300g minced meat e.g. chicken, turkey, pork, beef, quorn
1tbsp Worcestershire sauce
300g tube pasta e.g. penne, rigatoni, or macaroni, cooked according to packet instructions
2 tbsp butter
2 tbsp plain flour
350g mature cheddar cheese, grated handful of breadcrumbs
1 tbsp oil
salt & freshly ground black pepper
2 tsp mustard (grainy, English or Dijon is fine
handful of fresh chopped parsley to serve
Add the oil to a non-stick frying pan, and cook the mince for a few minutes until well-browned.
Add the Worcestershire sauce and stir well to combine, then set aside.

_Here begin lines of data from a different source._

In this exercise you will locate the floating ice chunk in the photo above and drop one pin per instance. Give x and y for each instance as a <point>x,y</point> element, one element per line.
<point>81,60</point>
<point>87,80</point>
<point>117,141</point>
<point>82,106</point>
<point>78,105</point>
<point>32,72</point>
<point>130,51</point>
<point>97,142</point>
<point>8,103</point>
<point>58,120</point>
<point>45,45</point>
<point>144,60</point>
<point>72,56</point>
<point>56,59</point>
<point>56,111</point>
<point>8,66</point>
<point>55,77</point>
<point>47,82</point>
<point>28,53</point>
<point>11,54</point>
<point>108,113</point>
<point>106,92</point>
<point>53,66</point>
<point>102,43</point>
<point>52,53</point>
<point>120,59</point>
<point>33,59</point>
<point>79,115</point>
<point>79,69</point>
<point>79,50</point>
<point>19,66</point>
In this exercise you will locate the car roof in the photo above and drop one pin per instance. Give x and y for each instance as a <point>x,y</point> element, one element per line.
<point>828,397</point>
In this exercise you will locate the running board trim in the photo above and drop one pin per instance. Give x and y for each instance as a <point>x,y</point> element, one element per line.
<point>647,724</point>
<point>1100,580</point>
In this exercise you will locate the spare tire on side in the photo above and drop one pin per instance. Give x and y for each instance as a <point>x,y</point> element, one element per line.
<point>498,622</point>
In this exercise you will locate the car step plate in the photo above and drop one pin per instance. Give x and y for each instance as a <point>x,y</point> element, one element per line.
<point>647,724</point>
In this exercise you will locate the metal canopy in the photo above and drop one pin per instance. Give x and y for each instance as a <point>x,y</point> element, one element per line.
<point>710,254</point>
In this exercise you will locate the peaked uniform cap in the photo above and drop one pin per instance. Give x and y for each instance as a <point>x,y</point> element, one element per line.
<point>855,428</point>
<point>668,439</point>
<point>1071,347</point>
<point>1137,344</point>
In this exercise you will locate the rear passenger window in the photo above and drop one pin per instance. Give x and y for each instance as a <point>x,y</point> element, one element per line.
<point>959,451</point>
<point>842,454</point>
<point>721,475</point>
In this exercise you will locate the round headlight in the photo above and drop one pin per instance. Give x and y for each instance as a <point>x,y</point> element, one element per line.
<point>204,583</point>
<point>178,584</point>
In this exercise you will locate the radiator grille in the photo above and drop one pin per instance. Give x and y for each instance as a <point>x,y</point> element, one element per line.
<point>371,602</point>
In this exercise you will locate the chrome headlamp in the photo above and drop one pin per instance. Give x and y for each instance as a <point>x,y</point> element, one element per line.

For the cheese sauce, add the butter and flour to a non-stick saucepan on a low heat. Using a silicone spatula or whisk, bring together the melted butter and flour, until it’s a roux, or sand-like consistency. If you need a little more of either, just add in 1tsp at a time.
Then, gradually add in the milk, 100ml at a time, continuously whisking to keep the mixture smooth.
Add in the mustard and about ¾ of the grated cheese. Stir until you have a smooth, melty sauce. Season to taste with salt and pepper.
Pour the cooked pasta into a large oven-proof dish. Pour the cheese sauce over the top and then add a layer of the cooked mince.
Combine the breadcrumbs and remaining cheese and sprinkle over the top of the dish.
Place the dish into a preheated oven (180c / 160c fan) for 15minutes, or until the top has browned.
Serve a sprinkling of fresh parsley, green veggies like broccoli, raw crudités or a salad. Delicious with a dash of your favourite hot sauce, too!